Our study has several limitations. First, and most importantly, the use of a self-reported screening measure of BPD may overestimate the prevalence of BPD. Low agreement has been observed between PDQ-4+ and Structured Clinical Interview for DSM-IV Axis II Disorders (SCID-II) (First et al. 1997), and hence, the PDQ-4+ has been criticized for its tendency to overdiagnose PDs (Fossati et al. 1998). However, this may be more relevant in the detection of full-criteria PD’s than in isolated PD-features. Still, it is plausible that analyses based on BPD ratings obtained from a diagnostic interview for BPD instead of self-report may have yielded different findings. Second, the interpretation of some questions of PDQ-4+ may be somewhat different when answered in the context of BP than BPD. Third, given the naturalistic nature of the study, all patients received state-of-the-art pharmacological treatment tailored to their individual needs. Because of the complexity and high degree of inter-and intra-individual variation among treatment strategies, even during 1 year of follow-up, we could not take this into account in our analyses. The same is true for a highly heterogeneous illness course preceding baseline assessments among participants. Fourth, we focused on episode frequency and did not take into account the severity of illness episodes. Finally, there was no comparison group of patients with a primary or single diagnosis of BPD, although our main outcome measure, mood episode frequency, does not apply to patients with BPD without comorbid mood disorder.
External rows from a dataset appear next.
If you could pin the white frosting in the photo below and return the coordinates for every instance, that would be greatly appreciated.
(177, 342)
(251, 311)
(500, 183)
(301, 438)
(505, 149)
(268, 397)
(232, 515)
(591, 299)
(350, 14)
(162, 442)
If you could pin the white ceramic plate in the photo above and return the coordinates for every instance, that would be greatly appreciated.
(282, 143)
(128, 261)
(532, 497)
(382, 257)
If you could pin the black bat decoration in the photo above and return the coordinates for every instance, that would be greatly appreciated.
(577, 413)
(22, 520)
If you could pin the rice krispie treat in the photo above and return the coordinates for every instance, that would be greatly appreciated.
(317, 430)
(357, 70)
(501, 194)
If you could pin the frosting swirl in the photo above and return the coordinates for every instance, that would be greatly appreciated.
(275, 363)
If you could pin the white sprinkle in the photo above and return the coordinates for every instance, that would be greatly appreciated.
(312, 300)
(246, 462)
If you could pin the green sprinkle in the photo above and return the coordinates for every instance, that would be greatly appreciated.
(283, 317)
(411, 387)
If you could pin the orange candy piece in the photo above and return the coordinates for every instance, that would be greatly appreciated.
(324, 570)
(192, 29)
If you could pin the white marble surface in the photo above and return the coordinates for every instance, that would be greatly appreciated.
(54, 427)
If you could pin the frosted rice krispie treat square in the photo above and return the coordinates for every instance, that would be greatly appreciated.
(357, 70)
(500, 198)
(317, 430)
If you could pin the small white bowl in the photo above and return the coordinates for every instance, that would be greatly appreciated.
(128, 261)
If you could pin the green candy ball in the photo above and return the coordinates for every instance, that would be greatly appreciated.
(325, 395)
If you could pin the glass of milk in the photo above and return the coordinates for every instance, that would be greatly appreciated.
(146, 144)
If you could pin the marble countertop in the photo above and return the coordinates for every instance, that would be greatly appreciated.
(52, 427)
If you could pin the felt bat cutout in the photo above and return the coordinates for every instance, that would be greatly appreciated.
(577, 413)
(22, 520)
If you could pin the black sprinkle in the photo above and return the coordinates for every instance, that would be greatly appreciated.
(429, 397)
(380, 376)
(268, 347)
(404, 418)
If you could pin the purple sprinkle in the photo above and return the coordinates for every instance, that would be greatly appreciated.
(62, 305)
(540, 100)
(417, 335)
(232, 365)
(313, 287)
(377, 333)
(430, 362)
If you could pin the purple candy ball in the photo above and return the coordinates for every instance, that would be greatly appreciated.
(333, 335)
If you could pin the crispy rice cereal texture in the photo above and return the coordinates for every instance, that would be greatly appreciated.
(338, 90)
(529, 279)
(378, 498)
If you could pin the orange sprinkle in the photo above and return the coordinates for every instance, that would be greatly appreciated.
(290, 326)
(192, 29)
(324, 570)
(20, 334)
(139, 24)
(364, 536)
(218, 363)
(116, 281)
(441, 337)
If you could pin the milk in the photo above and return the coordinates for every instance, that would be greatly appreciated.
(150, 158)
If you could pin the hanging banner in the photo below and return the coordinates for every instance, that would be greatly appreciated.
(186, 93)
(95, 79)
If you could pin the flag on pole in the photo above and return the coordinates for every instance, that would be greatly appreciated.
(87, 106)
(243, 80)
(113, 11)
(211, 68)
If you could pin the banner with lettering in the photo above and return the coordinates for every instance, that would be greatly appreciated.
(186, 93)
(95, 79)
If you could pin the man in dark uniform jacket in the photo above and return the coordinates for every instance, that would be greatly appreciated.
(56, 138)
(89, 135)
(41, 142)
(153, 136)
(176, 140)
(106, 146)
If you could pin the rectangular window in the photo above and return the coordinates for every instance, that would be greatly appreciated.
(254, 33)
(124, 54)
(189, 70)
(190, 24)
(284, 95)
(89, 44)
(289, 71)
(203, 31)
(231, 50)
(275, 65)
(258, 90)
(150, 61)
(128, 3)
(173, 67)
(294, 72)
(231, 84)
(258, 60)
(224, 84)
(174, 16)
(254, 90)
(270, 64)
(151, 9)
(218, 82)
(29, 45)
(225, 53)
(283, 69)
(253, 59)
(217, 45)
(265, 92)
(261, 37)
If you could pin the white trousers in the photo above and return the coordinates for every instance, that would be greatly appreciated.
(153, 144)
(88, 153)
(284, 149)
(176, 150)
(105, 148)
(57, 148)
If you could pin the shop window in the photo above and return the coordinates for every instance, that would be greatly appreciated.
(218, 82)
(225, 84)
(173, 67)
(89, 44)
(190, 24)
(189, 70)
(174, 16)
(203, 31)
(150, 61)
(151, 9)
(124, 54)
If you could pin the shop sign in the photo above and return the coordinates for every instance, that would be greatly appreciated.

Our study suggests that when differentiating (rapid cycling) BD from BPD, one should rely on those diagnostic features unrelated to mood instability. Our results show that especially avoiding abandonment, interpersonal instability, identity disturbance, chronic emptiness, intense anger, and paranoid/dissociation are features that are not typically present in (rapid cycling) BD. This may be especially relevant in the differentiation of BPD from (rapid cycling) bipolar II disorder, given the difficulty of retrospectively diagnosing hypomania in the absence of a history of mania.